Conclusion of El Balsamar Pila Project – El Salvador
This project has been completed under the direction of Peace Corps Volunteer Evan Anderson.
To read about the beginning of the project, CLICK HERE.
The project was to install a concrete pile in each of the 12 households.
The project resulted in the construction of 10 pilas (raised concrete structures that hold water and an area to wash clothes/dishes). The project was a complete success in that it affected many of the women and children in a very positive way.
One of the ways it affected the community was having the ADESCO (organized community group), beneficiaries of the project (those receiving pilas), and the community leader learn how to manage a project. Everyone collaborated and learned that they have to put in a huge effort in making the project run smoothly by communicating with the community leader and myself. I think they learned a lot from helping manage a project and are now more inclined to collaborate in other community activities and events (i.e. community cleanups).
The project definitely fulfilled the wellbeing of the women and children involved in the project. One of the main problems that the women had was they did not have any sort of water container to store water to wash dishes and clothes (this is one of the daily task of the majority of women in my site) and they would have to walk to far off natural water sources while hauling clothes and dishes and just the walk was very time consuming. Having a pila completely eliminated this because everyone that received one connected to the potable water system and they now do not have walk to the water sources because now it is right in their home.

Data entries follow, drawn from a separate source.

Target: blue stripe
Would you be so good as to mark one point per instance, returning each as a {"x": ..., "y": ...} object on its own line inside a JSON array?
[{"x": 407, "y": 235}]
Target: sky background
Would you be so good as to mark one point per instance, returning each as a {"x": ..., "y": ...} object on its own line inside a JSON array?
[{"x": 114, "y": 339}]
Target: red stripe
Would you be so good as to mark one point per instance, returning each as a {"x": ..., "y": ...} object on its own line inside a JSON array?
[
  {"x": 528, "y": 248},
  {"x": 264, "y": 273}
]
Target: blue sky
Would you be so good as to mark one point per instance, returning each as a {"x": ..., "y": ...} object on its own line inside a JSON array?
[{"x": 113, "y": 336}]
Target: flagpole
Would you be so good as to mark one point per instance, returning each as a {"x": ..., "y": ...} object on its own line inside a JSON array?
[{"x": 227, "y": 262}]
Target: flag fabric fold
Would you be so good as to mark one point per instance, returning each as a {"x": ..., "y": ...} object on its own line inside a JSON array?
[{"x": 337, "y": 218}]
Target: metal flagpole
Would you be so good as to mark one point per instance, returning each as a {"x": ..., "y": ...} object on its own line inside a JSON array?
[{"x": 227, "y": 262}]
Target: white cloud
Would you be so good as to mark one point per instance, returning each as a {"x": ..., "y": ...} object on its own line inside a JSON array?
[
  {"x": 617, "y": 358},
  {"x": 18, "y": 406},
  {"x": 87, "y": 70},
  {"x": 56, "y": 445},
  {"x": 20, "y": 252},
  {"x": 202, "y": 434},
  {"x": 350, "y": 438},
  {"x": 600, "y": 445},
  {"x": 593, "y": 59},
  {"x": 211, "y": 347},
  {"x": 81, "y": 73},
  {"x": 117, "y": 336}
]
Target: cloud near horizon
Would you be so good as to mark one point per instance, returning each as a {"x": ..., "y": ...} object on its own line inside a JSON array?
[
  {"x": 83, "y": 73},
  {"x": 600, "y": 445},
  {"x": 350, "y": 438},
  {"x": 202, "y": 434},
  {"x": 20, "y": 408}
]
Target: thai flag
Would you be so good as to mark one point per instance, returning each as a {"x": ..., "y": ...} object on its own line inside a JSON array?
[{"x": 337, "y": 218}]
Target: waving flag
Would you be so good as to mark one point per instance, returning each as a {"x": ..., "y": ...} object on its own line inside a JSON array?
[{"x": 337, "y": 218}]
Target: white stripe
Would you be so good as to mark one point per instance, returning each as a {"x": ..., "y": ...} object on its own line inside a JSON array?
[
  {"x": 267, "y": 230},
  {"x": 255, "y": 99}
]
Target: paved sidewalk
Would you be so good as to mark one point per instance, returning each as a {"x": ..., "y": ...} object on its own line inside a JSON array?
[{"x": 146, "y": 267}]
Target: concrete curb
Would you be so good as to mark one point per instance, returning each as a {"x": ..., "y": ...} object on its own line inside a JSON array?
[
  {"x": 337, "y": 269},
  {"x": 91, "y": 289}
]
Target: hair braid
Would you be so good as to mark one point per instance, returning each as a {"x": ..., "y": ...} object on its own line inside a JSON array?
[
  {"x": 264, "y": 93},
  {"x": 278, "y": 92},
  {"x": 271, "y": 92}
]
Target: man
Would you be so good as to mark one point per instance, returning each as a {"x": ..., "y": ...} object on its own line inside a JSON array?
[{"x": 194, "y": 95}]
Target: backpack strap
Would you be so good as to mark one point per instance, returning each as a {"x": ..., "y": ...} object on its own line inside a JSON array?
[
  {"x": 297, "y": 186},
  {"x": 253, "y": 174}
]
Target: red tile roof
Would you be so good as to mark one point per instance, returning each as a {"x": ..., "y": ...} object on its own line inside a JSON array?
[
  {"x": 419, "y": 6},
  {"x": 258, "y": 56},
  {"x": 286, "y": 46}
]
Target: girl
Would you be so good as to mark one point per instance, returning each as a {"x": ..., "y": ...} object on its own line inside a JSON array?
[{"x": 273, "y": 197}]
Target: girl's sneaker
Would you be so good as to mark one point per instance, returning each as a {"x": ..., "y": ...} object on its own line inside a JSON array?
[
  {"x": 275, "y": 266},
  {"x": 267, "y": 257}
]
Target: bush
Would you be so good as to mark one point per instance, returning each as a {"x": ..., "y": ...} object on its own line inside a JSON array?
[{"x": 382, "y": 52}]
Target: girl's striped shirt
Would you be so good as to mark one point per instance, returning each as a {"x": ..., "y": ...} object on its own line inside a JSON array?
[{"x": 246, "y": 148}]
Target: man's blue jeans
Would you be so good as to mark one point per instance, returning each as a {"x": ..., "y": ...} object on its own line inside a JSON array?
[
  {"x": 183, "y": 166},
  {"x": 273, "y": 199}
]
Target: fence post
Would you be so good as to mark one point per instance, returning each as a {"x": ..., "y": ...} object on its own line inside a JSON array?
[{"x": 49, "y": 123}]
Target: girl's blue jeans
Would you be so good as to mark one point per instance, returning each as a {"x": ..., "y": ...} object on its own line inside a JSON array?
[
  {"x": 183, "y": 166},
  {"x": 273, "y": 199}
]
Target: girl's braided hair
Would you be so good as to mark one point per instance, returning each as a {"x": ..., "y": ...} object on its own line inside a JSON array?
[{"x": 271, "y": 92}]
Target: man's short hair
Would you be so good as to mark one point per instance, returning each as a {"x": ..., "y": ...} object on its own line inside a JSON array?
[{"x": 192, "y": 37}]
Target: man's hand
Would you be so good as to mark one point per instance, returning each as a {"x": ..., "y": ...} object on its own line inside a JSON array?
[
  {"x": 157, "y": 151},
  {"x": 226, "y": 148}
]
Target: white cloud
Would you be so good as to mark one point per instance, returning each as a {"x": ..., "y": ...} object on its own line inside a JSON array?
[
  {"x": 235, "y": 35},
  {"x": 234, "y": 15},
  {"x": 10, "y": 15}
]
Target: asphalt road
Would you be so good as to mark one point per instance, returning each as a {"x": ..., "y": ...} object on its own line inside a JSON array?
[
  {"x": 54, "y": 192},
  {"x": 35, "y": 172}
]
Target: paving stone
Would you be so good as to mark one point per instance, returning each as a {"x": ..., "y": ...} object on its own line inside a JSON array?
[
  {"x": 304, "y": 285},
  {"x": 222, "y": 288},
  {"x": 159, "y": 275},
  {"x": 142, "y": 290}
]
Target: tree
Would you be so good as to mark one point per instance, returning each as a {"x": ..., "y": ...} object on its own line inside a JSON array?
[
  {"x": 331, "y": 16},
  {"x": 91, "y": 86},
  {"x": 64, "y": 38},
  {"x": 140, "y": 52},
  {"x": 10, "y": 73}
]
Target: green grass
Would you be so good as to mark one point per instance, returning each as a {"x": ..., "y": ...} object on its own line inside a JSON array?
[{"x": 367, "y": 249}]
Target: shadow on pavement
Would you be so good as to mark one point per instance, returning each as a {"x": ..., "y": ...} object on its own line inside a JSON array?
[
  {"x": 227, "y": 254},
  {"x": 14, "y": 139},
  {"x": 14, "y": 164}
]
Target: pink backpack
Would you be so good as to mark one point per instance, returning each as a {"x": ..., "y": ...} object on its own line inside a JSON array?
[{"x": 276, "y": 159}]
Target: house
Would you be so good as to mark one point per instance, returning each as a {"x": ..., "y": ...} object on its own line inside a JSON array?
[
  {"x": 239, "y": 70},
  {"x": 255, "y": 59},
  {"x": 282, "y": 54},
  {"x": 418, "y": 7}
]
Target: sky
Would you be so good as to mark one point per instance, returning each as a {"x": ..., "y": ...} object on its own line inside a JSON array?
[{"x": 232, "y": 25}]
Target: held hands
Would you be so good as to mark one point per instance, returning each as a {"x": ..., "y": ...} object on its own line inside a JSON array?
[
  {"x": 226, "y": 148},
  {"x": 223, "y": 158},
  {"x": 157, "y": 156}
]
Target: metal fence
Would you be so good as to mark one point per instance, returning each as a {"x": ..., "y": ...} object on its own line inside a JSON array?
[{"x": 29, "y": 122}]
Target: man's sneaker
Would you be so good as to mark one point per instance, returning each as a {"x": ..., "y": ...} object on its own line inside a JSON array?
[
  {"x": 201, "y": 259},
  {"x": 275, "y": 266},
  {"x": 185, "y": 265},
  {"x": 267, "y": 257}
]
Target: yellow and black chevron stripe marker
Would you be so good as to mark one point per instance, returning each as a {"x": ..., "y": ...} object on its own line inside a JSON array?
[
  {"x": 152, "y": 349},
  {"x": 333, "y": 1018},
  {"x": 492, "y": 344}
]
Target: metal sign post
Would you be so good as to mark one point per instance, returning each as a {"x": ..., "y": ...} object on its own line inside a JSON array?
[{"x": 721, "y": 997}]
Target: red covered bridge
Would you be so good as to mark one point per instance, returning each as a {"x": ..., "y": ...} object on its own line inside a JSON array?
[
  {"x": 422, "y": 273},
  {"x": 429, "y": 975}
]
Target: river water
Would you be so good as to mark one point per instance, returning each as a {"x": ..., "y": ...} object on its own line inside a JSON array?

This project also benefited many of the young children in my community, especially young teenage girls. Before having a pila, many of them would constantly be late for school (sometimes would not even go) because of the household chores in the morning. This involved doing laundry and washing dishes, which as I mentioned before they would have to walk long distances to do. Having a pila now saves them plenty of time to do chores and to ready themselves for school.
This has affected the health of household members as well. Before, if households even had water storage containers, they would be old, dirty and vectors for diseases (mainly carried by mosquitoes). The pilas provided them with a safe, clean container that they can store water in. This has allowed all of the water to remain in one place. With small presentations given to the women by the community leader about water contamination, and how to control water borne diseases (such as dengue, a common disease here carried by mosquitoes), the health of the community has been improved.
We wish to thank Evan for completing this project, and again extend our gratitude to The Soneva SLOW LIFE Trust for providing the funding.